Aby wydobyć żel, musimy przekręcić całą podstawę. Dla ułatwienia znajdują się na niej napisy ON i OFF oraz strzałka wskazująca w jakiej pozycji jest tubka. Przed odmierzeniem porcji żelu trzeba zmoczyć i szczoteczkę, i twarz. Bezbarwny żel wydobywa się małym otworem po środku i lekko rozlewa na boki wśród wypustek. Jego konsystencja jest dość rzadka, oleista, odrobinę lepka. Przypomina mi przez to sok aloesowy. Pachnie również odrobinę aloesowo. Delikatnie i niedrażniąco.

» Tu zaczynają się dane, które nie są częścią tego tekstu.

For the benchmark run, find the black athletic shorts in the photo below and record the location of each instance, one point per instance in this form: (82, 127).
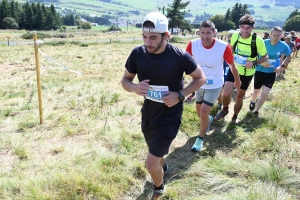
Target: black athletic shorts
(159, 136)
(246, 80)
(266, 79)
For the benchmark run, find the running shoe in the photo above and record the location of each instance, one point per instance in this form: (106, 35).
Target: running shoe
(234, 119)
(219, 106)
(157, 194)
(198, 145)
(255, 113)
(211, 119)
(221, 115)
(252, 105)
(191, 96)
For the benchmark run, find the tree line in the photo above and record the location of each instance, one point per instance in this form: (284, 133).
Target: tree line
(34, 16)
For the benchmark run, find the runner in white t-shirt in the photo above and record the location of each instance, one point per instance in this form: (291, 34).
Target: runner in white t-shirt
(210, 54)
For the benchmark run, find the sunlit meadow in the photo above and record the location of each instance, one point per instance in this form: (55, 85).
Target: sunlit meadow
(90, 146)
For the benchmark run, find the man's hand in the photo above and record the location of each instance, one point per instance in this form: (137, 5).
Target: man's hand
(141, 88)
(278, 70)
(238, 84)
(249, 64)
(170, 98)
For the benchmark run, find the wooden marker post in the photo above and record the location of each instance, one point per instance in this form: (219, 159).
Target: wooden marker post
(38, 79)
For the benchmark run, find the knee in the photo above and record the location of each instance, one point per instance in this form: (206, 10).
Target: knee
(226, 95)
(150, 166)
(239, 98)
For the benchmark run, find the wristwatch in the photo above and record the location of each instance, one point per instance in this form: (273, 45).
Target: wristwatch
(180, 96)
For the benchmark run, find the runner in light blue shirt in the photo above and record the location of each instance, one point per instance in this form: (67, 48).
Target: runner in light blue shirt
(265, 74)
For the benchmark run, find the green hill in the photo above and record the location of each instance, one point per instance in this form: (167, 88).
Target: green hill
(266, 12)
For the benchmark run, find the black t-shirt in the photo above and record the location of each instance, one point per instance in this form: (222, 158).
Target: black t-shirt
(165, 69)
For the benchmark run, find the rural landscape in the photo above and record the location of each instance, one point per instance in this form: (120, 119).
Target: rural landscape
(90, 145)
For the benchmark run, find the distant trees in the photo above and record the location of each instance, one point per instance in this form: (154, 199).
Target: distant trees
(28, 16)
(293, 21)
(85, 25)
(176, 14)
(222, 24)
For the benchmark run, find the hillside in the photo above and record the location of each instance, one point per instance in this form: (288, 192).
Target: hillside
(266, 12)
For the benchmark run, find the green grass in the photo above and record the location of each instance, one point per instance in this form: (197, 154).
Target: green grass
(90, 145)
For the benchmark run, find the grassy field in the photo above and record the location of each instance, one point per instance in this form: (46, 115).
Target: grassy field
(90, 145)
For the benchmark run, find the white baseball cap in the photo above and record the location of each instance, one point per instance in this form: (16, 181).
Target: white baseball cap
(159, 20)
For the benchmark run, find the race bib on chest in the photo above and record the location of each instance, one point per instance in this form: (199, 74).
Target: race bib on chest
(240, 60)
(226, 71)
(209, 80)
(156, 93)
(273, 63)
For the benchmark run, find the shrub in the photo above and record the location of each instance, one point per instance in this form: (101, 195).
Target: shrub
(60, 35)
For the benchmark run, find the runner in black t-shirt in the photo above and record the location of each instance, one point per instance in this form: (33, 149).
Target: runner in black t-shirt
(159, 67)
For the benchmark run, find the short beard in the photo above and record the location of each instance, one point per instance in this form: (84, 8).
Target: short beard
(159, 44)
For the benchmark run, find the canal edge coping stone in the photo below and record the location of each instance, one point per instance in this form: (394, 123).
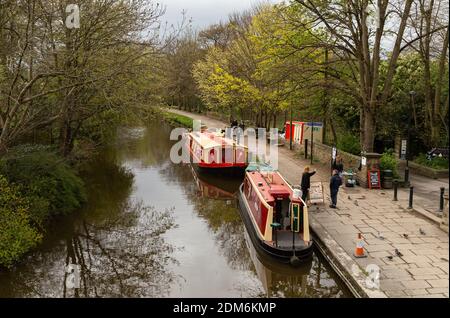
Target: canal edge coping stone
(347, 269)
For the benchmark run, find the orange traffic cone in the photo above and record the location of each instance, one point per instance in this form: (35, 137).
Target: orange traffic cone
(359, 251)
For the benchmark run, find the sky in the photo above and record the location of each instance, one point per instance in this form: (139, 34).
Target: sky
(205, 12)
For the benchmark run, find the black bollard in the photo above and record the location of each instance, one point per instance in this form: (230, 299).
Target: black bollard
(411, 193)
(395, 190)
(441, 201)
(406, 175)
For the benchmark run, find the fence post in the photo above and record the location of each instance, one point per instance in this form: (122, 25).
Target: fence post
(395, 190)
(441, 200)
(411, 194)
(306, 148)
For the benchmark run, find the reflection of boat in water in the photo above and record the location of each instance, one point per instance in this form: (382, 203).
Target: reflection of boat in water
(275, 216)
(213, 152)
(215, 187)
(278, 277)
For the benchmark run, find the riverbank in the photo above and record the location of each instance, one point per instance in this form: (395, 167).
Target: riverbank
(147, 229)
(422, 270)
(36, 186)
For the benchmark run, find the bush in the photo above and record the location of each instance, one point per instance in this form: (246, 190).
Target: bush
(17, 236)
(45, 179)
(178, 119)
(389, 162)
(349, 143)
(435, 163)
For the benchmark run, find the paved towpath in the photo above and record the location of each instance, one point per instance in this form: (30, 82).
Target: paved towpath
(421, 269)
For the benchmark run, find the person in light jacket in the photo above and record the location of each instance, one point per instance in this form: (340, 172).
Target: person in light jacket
(335, 183)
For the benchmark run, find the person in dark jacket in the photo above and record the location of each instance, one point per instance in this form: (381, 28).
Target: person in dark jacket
(338, 165)
(335, 183)
(306, 182)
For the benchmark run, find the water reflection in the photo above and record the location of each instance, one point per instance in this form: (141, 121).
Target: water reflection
(116, 240)
(314, 279)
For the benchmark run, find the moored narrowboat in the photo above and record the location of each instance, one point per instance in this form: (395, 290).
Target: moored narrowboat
(214, 152)
(275, 216)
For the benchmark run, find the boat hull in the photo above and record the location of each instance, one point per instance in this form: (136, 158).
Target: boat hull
(282, 255)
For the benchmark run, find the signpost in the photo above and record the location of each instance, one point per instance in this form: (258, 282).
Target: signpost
(316, 193)
(403, 149)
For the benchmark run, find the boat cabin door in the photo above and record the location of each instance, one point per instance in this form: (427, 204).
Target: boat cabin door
(296, 216)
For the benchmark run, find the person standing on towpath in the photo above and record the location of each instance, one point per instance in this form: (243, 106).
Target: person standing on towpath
(335, 183)
(306, 182)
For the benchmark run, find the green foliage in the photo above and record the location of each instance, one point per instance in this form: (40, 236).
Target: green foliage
(389, 162)
(349, 143)
(178, 119)
(435, 163)
(17, 236)
(48, 182)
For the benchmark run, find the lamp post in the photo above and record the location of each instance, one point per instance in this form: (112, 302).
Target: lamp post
(408, 145)
(290, 131)
(312, 140)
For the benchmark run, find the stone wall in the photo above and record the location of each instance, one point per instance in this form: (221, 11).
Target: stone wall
(427, 172)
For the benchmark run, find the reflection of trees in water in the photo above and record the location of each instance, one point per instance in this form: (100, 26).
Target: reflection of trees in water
(222, 217)
(118, 244)
(123, 257)
(146, 146)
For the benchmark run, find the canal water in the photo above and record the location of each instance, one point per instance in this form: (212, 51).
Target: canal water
(152, 228)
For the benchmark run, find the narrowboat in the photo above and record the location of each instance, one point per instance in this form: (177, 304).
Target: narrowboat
(212, 151)
(215, 187)
(275, 216)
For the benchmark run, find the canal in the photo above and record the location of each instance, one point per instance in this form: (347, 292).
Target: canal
(152, 228)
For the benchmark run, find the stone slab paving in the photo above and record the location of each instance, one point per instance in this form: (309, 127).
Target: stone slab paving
(421, 269)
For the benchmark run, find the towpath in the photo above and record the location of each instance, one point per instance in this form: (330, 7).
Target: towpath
(420, 269)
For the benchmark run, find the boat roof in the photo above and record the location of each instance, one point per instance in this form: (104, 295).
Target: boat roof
(270, 184)
(213, 139)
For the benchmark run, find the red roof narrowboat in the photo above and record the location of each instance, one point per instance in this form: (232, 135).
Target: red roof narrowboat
(275, 216)
(213, 151)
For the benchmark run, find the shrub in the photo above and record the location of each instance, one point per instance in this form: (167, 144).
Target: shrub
(389, 162)
(435, 163)
(49, 183)
(17, 236)
(349, 143)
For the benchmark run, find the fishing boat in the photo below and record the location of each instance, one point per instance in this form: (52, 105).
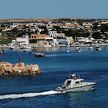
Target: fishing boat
(74, 84)
(98, 48)
(39, 54)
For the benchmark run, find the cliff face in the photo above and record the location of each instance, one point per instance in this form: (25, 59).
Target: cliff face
(18, 69)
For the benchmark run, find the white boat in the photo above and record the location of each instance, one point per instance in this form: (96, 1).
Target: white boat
(98, 49)
(74, 84)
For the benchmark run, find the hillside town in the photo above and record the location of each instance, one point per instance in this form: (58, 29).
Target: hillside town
(33, 33)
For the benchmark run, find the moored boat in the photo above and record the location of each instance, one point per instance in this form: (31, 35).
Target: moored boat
(39, 55)
(74, 84)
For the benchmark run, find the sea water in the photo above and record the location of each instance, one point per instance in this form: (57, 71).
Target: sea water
(39, 91)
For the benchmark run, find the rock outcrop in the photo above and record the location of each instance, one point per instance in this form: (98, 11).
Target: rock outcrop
(18, 69)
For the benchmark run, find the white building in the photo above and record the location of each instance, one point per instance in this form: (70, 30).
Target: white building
(22, 40)
(53, 34)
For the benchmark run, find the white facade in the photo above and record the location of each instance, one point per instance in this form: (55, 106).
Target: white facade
(22, 40)
(53, 33)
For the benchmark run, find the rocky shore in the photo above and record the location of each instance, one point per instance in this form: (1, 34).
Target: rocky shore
(18, 69)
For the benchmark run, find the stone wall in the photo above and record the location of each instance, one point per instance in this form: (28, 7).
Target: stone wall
(18, 69)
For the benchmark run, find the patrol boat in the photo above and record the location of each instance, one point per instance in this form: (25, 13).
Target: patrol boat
(74, 84)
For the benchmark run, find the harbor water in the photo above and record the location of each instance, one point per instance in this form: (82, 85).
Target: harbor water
(39, 91)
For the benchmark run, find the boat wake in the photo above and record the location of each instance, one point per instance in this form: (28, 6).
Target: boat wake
(27, 95)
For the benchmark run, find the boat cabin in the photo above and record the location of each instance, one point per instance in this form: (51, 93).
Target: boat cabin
(72, 82)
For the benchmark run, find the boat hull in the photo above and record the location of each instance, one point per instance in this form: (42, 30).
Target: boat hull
(78, 89)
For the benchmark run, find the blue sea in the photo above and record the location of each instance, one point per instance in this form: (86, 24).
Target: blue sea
(39, 91)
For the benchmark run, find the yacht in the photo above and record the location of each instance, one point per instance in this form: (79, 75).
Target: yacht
(74, 84)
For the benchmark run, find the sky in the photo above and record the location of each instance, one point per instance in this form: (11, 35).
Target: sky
(53, 9)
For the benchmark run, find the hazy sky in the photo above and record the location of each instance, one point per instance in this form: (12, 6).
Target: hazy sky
(53, 8)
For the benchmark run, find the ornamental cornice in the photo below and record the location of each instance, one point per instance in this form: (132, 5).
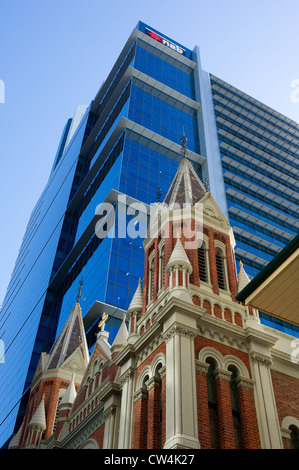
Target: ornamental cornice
(245, 382)
(261, 359)
(153, 382)
(201, 366)
(126, 376)
(111, 411)
(222, 374)
(141, 393)
(179, 330)
(162, 372)
(146, 348)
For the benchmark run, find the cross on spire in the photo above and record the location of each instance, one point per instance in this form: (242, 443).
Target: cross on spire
(79, 293)
(184, 151)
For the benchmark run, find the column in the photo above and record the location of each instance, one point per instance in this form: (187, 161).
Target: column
(212, 263)
(204, 435)
(110, 427)
(248, 416)
(140, 419)
(267, 412)
(225, 414)
(181, 409)
(124, 440)
(153, 416)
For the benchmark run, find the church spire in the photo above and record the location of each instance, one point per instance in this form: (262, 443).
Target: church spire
(71, 337)
(186, 186)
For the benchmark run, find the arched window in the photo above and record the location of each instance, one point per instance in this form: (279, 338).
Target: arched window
(202, 263)
(294, 437)
(151, 263)
(161, 265)
(212, 405)
(220, 266)
(236, 409)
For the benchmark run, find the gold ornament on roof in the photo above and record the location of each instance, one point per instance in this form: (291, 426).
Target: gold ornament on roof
(101, 325)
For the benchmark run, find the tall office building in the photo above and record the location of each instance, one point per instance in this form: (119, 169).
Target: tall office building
(125, 148)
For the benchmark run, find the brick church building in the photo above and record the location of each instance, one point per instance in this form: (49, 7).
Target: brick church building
(190, 367)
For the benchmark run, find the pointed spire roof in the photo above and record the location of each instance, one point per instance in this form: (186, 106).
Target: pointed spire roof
(71, 337)
(70, 394)
(15, 442)
(39, 417)
(122, 335)
(137, 300)
(243, 278)
(186, 186)
(179, 257)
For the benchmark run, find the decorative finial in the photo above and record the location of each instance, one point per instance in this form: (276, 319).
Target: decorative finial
(104, 317)
(159, 194)
(184, 151)
(79, 293)
(206, 185)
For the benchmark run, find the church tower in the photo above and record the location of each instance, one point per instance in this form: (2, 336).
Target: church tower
(54, 385)
(190, 367)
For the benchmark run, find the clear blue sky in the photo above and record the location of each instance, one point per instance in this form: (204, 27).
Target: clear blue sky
(54, 55)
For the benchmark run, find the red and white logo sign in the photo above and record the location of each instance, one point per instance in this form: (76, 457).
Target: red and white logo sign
(164, 41)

Zwilżoną twarz masujemy szczoteczką, rozprowadzając produkt na całej powierzchni. Żel ma lekki poślizg, ale nie daje on komfortu mycia. Silikonowe wypustki drapią i drażnią skórę. Nie uznałabym tego uczucia za przyjemne, chociaż lubię peelingi. Po chwili mam dość, szczególnie, że ze względu na wielkość oraz nachylenie szczoteczki trudno jest dotrzeć w niektóre obszary twarzy, np. pomiędzy brwiami, tuż nad nosem czy nad ustami.

Działanie
Żel dobrze myje, to muszę mu przyznać. Skóra jest czysta, ale mam niestety wrażenie, że także nieco ściągnięta i wysuszona na policzkach. Nie jest to mocne uczucie, ale patrząc na skład, można liczyć na większą miękkość i odżywienie. Wydaje mi się, że nie sprawdzi się na suchej cerze – takiej, jaką mam na policzkach. Nos, czoło i broda są za to pozostawione w odpowiednim stanie. Szukam produktu oczyszczającego, który będzie dobry dla całej twarzy, nie tylko wybranych partii.
Oczyszczający żel Bioliq jest ciekawostką, którą wypróbowałam, ale do niej nie wrócę. Skład nie jest zachwycający, znajduje się w nim kilka drażniących substancji, jak wysuszający alkohol czy SLES, chociaż ten jest równoważony delikatniejszą substancją myjącą. Najciekawszy dla mnie element, czyli silikonowa szczoteczka, drapie moją skórę.
Osoby lubiące nowości oraz o mało wrażliwej czuciowo i niezbyt suchej skórze mogą spróbować, jednak jest wiele lepszych opcji do wyboru. Żel można kupić w aptekach, drogeriach Hebe oraz online za około 15 złotych.
Miałyście okazję go wypróbować? Co sądzicie o szczoteczce?